New Amtrak Midwest Cars on their way to be delivered to Amtrak.

Looks like the approach to the bridge in St. Louis over the Mississippi River.

https://www.youtube.com/watch?v=gP3arAJBqJM

Looking good.

What trains will they be assigned to?

Not crazy about the fading stripes. Looked weird on the first P40s and it looks weird on these. Something about solid stripes + train.

Well all I know is Chicago to Milwaukee is down for one full trainset plus three new cab cars. Currently they use three trainsets so I expect Midwest or Amtrak will probably order more cars for more trainsets and that the current order is not enough. From what I heard the second Empire Builder will use the new trainset if the funding from MN goes through. Otherwise it will just fill the slot Chicago to Milwaukee.

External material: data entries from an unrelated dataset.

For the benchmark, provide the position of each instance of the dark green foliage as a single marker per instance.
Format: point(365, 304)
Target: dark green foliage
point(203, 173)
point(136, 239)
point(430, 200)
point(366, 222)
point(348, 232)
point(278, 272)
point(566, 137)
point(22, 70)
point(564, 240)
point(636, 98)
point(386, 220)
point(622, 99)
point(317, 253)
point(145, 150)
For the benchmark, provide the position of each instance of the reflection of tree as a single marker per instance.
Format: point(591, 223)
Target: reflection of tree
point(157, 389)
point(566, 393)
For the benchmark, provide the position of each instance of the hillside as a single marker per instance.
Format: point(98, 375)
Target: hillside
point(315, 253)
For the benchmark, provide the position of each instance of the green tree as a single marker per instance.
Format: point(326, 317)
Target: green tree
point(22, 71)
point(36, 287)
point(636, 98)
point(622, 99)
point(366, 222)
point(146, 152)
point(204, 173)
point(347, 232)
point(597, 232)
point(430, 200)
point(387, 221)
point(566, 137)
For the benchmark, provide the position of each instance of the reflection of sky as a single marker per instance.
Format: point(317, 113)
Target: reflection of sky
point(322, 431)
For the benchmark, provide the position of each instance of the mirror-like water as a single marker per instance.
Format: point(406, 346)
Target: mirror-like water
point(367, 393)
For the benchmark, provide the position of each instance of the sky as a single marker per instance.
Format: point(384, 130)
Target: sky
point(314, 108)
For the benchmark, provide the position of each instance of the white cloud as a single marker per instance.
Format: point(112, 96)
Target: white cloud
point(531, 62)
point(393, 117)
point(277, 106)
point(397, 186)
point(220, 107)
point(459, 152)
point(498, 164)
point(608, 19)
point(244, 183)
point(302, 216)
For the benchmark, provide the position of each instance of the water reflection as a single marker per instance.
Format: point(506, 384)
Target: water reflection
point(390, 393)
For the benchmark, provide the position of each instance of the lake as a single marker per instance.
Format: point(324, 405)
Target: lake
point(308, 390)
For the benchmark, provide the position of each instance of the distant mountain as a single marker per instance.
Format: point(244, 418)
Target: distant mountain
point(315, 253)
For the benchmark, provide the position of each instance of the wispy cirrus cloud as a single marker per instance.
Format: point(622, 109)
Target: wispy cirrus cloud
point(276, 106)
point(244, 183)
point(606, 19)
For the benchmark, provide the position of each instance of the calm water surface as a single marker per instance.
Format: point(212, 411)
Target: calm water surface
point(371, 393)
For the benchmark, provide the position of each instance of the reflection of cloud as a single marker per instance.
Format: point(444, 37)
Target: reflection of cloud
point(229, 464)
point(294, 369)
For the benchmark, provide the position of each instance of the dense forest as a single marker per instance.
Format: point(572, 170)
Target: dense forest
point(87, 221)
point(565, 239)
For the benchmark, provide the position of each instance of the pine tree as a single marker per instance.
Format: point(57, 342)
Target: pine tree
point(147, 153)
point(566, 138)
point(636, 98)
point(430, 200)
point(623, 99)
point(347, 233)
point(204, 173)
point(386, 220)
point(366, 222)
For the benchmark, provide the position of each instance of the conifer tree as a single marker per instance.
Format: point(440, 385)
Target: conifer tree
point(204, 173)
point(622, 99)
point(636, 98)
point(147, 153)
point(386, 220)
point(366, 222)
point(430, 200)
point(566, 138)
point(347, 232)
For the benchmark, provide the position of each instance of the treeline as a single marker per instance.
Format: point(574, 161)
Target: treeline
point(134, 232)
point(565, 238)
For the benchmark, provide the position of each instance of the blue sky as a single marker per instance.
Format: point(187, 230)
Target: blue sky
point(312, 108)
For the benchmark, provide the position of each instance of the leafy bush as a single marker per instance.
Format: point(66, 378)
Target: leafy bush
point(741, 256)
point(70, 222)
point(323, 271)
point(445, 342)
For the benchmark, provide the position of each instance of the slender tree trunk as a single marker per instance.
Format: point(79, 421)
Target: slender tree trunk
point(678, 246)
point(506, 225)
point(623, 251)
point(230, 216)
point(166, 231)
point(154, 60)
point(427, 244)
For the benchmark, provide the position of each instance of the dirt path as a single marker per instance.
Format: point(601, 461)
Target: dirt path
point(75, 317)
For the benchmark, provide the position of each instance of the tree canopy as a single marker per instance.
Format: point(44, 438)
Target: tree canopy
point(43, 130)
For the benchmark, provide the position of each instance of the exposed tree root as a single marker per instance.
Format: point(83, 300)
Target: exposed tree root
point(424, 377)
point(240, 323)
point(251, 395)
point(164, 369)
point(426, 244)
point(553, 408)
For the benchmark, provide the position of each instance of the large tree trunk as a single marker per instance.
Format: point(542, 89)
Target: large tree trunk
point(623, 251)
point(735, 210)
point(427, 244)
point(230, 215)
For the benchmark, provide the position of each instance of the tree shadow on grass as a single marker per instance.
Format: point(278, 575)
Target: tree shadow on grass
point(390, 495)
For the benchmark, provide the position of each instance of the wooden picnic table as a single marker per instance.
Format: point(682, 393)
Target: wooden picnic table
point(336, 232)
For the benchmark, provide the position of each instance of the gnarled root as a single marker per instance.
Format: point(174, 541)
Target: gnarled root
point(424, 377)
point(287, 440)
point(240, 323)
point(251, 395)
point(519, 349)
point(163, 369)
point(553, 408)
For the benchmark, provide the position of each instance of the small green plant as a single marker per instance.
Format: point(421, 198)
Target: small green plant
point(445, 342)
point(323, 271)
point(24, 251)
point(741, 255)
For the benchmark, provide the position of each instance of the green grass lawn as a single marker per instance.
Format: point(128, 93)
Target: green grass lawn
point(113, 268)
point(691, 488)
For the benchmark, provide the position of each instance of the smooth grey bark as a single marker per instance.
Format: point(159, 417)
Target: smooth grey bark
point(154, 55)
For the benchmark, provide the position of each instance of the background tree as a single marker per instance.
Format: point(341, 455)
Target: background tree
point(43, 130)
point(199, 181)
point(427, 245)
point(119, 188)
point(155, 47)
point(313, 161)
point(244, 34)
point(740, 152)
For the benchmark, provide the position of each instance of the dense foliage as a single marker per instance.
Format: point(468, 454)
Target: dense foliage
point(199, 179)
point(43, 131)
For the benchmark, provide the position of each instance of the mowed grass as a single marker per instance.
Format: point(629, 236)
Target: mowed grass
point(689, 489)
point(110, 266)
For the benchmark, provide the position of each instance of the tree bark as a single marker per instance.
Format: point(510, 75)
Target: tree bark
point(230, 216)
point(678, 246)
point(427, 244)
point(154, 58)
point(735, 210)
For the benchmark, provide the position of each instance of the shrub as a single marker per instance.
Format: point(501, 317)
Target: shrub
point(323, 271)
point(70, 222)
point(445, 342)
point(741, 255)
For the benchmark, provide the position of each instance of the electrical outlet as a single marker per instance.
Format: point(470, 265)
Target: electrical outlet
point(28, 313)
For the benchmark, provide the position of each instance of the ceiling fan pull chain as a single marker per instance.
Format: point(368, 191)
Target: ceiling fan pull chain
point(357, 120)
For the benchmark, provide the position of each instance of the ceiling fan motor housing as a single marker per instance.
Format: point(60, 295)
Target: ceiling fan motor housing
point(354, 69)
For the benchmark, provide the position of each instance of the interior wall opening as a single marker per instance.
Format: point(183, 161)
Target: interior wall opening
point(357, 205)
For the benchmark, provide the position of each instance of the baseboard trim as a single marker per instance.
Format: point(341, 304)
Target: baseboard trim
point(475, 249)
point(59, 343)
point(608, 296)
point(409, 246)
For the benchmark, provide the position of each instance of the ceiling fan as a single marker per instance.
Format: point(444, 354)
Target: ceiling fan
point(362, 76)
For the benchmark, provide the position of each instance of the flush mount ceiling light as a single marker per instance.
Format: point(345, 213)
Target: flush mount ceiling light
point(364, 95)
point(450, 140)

Funny, the video makes the scene look like a model railroad layout.

I thought the same thing. Next time I’ll use steel benchwork.

I don’t know for certain but I would guess Midwest will use on the main corridors: CHI - DET; CHI-StL and CHI -MKE.

Was Amtrak so short of crew that UP had to forward the cars to CHI ?

Which is cheaper for Amtrak - Paying for a Amtrak crewed ‘SPECIAL EXTRA TRAIN’ between the points or paying freight charges for the cars between the points?

I suspect that Amtrak is charged a hefty price for operating ‘extra trains’ over and above the scheduled trains the freight carriers have contracted to haul.

As opposed to the common-sense expedient of adding them to an Amtrak consist already scheduled… like most of the Amtrak equipment moves I’ve seen documented?

I am pretty sure there’s a reason the cars were moved as observed. Might be plant access; might be some liability concern. I doubt it’s the private-railroad concern with avoiding local taxes at the point of ‘acceptance of delivery’… but I don’t know.

Adding 8 cars to an existing train would likely require additional power to maintain schedule.

Moving the cars in freight service also puts the liability on the freight carriers while the cars are in their hands.

My suspicion is Siemens is paying for delivery not Amtrak. The reason I say that is they are going to Beach Grove shops first so a presumption on my part is they have not been fully accepted or adapted for Amtrak service yet. One has to wonder why an Amtrak coach yard location in California was not chosen but I think that might have to do with them being “Amtrak Midwest” cars and internal cost allocations.

Which is all well and good - but why werer the SuperSteel bags and others sent from Schenectady to Miami for acceptance??? Why weren’t they sent to Beech Grove?

Other posts made me realize that it may have to do with sales tax. My airline never took delivery of airplanes in Seattle or Southern California but in a no sales tax state. Since Amtrak is not going to own these cars the state agencys may not be exempt ? As well Illinois aggency taking delivery in Illinois. -

I believe nearly all states have enacted laws that require the collection and remittance of Sale Tax for things purchased ‘out of state’.

There may be other applicable taxes beyond sales tax that are involved.

State agencies and entities have exemption certificates.

I had one, once upon a time when I had my restaurant and it allowed me to purchase food anywhere in the state, sales tax exempt…because I had to resell the food after prep into sandwiches and then charge a state sales tax. So it was the point of distribution of the final product which determined where the sales tax would be assessed…that was for restaurants (BTW, non-profits get them too).

I would guess the same holds true for manufactured products and I would think a manufacturer could declare that the item was not complete when shipped and so was not a saleable item yet. Item arrives in state where they want to deliver it and they finish assembly and charge the tax on the finished item. Still speculating here but I would also guess that manufacturers can get away with this since the sales tax is a fixed tax and not a value added tax. If it were value added then you would pay sales tax on the incomplete item shipped and then incremental tax on the items you add on the state where delivered.

It is a common balance sheet / accounting trick in this country for a manufacturing company to ship it’s various inventories among various subsidiaries to move the cost from one area of the company to another to inflate profits in one but not the other OR to deliberately let raw materials inventory fall to levels that will not sustain operations at year end to get it off the books and report a higher profit. I think they can also work tricks with their other two classes of inventory (Work-In-Process and Finished Goods Inventory) to accomplish the same goal of manipulating profits.

See 49 USC 24301 (l). [That’s a lowercase letter “L”]

Subsection (k) applies to other forms of business tax on acquisition of real property.

Do all states view Amtrak in the same manner as being public or private. After all the enabling legislation for Amtrak marks it as a ‘for profit’ entity.